企業の中には雇用者の引き留めや新規雇用に向けて賃金の引き上げを始めたところもある。企業は上昇する賃金をまかなうため最終的には商品価格を引き上げる必要が出てくる。経済学ではこれをインフレーションという。

およそ9年間にわたり米国経済は順調に成長を続けてきたが、インフレ率は不思議なほど低水準のままだった。米連邦準備制度理事会(FRB)は政策金利を引き上げて、インフレを抑えようとする。FRBは過去10年の間、大幅な政策金利の引き上げは実施できていなかった。金利引き上げが景気回復を阻害する可能性があり、物価下落につながるかもしれなかったからだ。

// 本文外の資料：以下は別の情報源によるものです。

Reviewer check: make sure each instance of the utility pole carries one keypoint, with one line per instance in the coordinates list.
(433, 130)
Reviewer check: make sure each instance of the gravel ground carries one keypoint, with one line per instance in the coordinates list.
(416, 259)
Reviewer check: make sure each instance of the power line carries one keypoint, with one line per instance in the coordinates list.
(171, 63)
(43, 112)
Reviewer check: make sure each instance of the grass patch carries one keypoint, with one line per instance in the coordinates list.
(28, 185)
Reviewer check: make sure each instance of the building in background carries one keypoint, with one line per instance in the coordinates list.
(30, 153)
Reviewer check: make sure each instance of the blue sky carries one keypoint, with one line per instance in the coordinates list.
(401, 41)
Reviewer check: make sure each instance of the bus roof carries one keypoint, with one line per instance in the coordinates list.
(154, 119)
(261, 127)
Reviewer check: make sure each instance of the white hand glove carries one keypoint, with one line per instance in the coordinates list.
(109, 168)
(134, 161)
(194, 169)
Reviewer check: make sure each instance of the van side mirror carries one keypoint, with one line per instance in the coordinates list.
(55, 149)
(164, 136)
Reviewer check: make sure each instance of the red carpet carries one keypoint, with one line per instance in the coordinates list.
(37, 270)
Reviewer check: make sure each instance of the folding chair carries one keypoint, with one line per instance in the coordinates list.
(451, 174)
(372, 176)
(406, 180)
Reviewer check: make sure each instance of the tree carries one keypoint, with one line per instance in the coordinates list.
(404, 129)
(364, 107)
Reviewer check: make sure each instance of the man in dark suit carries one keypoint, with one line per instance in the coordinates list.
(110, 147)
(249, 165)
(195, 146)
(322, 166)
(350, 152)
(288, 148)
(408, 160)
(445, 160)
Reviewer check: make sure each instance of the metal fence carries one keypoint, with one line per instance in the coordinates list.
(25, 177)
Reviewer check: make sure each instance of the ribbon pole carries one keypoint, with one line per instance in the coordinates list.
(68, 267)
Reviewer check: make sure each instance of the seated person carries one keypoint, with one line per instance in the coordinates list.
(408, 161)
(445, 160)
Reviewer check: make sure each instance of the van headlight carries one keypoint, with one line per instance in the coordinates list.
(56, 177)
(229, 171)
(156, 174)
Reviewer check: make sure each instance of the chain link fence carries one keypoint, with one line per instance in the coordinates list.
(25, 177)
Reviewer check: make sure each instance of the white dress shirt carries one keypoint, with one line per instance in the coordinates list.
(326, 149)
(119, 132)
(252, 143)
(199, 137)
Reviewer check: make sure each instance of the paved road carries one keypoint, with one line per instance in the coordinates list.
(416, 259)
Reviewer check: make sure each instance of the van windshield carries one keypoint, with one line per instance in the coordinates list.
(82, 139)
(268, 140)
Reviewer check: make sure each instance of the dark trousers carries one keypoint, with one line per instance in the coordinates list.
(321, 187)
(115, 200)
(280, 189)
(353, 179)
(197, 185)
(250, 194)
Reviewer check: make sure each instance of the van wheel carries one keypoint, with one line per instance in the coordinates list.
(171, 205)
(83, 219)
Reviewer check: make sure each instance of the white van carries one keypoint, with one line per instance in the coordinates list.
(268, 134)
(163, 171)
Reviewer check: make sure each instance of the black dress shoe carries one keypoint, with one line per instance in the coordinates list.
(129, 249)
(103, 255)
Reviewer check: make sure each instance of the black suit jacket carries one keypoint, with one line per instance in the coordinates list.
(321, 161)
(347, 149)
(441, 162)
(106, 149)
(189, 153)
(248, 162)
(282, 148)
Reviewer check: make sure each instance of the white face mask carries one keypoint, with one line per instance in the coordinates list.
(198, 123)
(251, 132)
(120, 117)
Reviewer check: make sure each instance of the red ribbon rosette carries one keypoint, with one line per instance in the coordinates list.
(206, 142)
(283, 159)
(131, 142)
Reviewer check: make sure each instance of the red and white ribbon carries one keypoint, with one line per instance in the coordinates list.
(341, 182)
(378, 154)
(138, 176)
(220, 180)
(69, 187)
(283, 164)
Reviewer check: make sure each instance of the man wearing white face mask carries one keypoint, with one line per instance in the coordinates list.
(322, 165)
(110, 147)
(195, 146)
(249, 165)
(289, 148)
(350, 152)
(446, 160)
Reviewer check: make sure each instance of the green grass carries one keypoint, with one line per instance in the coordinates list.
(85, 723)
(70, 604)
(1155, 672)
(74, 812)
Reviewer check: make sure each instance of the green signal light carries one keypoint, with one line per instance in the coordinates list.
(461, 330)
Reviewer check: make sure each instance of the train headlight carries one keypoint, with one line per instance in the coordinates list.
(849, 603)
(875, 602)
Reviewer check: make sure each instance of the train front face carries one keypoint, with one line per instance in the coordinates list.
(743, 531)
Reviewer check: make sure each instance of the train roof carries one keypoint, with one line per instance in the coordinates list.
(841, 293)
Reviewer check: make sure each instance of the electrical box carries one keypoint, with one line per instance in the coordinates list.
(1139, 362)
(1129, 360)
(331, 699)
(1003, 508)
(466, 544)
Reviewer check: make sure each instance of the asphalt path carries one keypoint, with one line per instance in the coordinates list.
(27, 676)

FRBは今年、3回の政策金利の引き上げを計画している。しかし、もしインフレ率が上昇すれば、計画よりも多く、急激に政策金利を引き上げることになるかもしれない。

2、上昇する金利

FRBが政策金利を引き上げれば、借り入れにかかる費用が増大する。これはつまり、企業の借り入れに対する支払いが増えることを意味し、企業利益の減少につながる。これはまた、住宅ローンなどに対する一般市民の支払いも増えることを意味する。

金利上昇や債券市場に対する懸念も背景にありそうだ

この1年間、株価が順調に上昇していたのは企業の収益が堅調に伸びていたからでもある。企業が健全で、投資家は株価の上昇から恩恵を受けていた。

金利が急激に上がると、株価はたいてい下落する。投資家が企業収益について減速するだろうと懸念するためだ。

3、債券市場に対する懸念

株式市場が活況を呈しているのは、そこが、それなりのリターンが得られる数少ない投資先のひとつだからだ。もし、債券の利回りが上昇し始めれば、投資家は資金の一部を株式から、より安全な資産である債券へと振り向けたいと考えるだろう。

実際、債券の利回りは2日に過去4年で最高の水準となった。先ごろの税制改革によって財務省はより多くの資金の借り入れを迫られている。このことが債券発行の増加につながる。供給が過剰になれば、債券の価値は下がる。債券の価格と利回りは逆の方向に動く。債券の買い手は、より高い利回り(価格は下落)の債券を求める。

インフレは債券にとっても良くない。もし借り入れの費用が上昇すれば、債券投資家はより多くのリターンを得ようとし、より高い利回りを求める。

魅力的な利回りを持つより安全な投資先があれば、株式市場の魅力はあせることになる。

過熱気味の株式市場にとって「冷却期間」は良いことかもしれない

4、過熱気味の株式市場

株価は16年11月以降、ほとんど右肩上がりの伸びを示してきた。そして、これは、完全に健全なことだとはいえない。専門家からは、株式市場は5~10%の下落もありうるとの見方が出ている。

「冷却期間」は良いことかもしれない。株価が下がり、投資家にとっては魅力が増す。

株式市場はようやく地に足をつけ始めたのかもしれない。投資家はこれが調整局面なのかどうか考えているだろう。